Former White Sox player Pete Ward passed away on Wednesday night at the age of 84, MLB.com’s Scott Merkin reports. During his nine-year major league career, the Canadian-born player appeared around the diamond as a third baseman, outfielder, and first baseman for three different franchises.
Born in Montreal, Ward began his career upon signing with the Orioles in 1958. His strong numbers at the plate carried him through the minor leagues before earning him a few dozen at-bats with Baltimore in September 1962. That offseason on January 14, 1963, he was a piece of the trade that sent Hall of Fame pitcher Hoyt Wilhelm, shortstop Ron Hansen and outfielder Dave Nicholson to the White Sox for Hall of Fame shortstop Luis Aparicio and outfielder Al Smith.
Following the trade, the Sox made Ward their everyday third-baseman and he responded with the best season of his career. During his impressive 1963 stretch, Ward slashed .295/.353/.483, with 177 hits (second in the AL), 34 doubles (also second in the AL), 22 home runs, 84 RBI, and .835 OPS. His stellar rookie campaign was enough for a ninth-place finish in MVP voting and runner-up for Rookie of the Year.
After another solid season in 1964 that had him land sixth on the MVP list, Ward’s production fell off drastically thereafter. A back injury can be partly to blame, as the left-handed hitter failed to bat above .250 for the rest of his Chicago tenure. He would appear in just 84 games in 1966 before playing regularly as a left fielder in 1967 and again at third base in 1968. He was eventually traded to the Yankees in December 1969 for pitcher Mickey Scott and would finish his career in the Bronx.

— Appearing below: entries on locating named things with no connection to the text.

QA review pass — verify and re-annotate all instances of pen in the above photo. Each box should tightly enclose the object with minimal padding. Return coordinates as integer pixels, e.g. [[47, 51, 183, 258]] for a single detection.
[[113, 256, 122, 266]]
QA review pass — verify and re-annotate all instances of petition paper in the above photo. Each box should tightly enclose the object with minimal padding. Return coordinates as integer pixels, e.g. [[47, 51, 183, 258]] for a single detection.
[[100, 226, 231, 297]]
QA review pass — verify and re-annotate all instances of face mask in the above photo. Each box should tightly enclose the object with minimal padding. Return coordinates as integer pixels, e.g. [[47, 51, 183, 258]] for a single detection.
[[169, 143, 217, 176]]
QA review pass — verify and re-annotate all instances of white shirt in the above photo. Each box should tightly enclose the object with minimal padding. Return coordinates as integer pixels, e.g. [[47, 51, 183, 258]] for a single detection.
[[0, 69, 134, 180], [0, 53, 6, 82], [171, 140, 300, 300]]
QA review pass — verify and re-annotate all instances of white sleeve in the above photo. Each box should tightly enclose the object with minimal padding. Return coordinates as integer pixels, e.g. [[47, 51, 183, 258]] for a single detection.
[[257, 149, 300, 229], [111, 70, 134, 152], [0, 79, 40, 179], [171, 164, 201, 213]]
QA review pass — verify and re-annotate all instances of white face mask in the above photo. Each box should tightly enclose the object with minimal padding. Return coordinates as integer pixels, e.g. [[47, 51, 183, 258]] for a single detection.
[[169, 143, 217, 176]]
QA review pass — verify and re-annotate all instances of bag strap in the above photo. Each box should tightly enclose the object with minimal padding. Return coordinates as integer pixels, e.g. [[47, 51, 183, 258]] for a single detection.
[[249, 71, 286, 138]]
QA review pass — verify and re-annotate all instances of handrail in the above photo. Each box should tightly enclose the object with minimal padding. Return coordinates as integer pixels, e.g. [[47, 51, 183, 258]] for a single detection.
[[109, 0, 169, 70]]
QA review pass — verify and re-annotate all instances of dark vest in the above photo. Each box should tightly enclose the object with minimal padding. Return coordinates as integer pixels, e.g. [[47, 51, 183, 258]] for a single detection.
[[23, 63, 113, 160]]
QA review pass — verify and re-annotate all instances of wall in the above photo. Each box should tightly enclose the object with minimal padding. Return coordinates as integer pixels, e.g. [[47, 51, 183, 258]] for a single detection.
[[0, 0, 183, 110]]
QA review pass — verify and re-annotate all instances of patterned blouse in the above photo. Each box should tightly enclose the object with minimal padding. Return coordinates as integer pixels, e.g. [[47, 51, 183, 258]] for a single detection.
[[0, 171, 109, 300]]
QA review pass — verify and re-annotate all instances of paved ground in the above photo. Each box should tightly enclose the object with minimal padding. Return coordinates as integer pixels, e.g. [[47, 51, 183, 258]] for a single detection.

By the time of his retirement, Ward amassed a .254/.339/.405 (776-for-3060) slash with 136 doubles, 98 home runs, 427 RBI, .744 OPS, and 20.2 WAR. He would remain in the Yankees organization as a minor-league manager (1972-1977), coached for a season as a member of Bobby Cox’ staff in Atlanta, and then returned to coach his hometown Portland Beavers of the Pacific Coast League. Ward was also named to the Canadian Baseball Hall of Fame, Oregon Sports Hall of Fame, and the Chicagoland Sports Hall of Fame.
The entire Sox On 35th team sends our condolences to Ward’s family, friends, and teammates during this difficult time.